Bangsamoro Islamic Freedom Fighters (BIFF)chief Ameril Umbrakato (on horseback) leads his men in a mountain hideout in the southern province of Maguindanao (2011) USE 201401301032430620 Jason Gutierrez/IRIN
As overstretched authorities in the Philippine capital, Manila, grappled with rains that triggered fatal flooding across the city and surrounding areas last week, a separate man-made disaster erupted in the country’s troubled south, displacing thousands.

Hundreds of Bangsamoro Islamic Freedom Fighters (BIFF), a breakaway rebel faction, attacked eight military outposts and detachments in the southern province of Maguindanao, triggering week-long battles that left at least six soldiers and policemen and about a dozen guerrillas dead.
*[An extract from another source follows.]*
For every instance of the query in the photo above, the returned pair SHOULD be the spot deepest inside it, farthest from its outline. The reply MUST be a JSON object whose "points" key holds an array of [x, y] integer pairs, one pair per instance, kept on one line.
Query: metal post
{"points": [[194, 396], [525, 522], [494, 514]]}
The first wave of attacks on 5 August plunged 11 of Maguindanao's 36 towns into chaos, as BIFF guerrillas sabotaged power lines and took control of a major highway that is vital to the province’s commerce, blocking it by fighting.
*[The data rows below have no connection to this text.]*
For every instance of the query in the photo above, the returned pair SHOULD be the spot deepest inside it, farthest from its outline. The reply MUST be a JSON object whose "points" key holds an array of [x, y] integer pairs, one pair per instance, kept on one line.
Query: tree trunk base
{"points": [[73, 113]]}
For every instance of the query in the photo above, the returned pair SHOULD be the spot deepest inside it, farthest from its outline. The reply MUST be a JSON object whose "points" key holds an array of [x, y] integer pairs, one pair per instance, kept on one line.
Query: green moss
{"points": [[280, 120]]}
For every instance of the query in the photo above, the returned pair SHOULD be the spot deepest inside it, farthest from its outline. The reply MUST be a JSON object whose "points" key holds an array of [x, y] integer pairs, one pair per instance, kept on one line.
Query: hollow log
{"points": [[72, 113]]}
The National Disaster Risk Reduction and Management Council said close to 40,000 villagers were displaced at the peak of the fighting, about half of whom sought shelter in 20 nearby schools, mosques and churches converted into temporary evacuation centres.

Twin disasters

One day after the Maguindanao crisis broke, torrential downpours caused by seasonal southwest monsoon rains interacting with a tropical storm 900km away flooded about 80 percent of Manila and large farming tracts to the north. More than 3.7 million people were affected, almost 100 were killed and over 300,000 are still in evacuation camps.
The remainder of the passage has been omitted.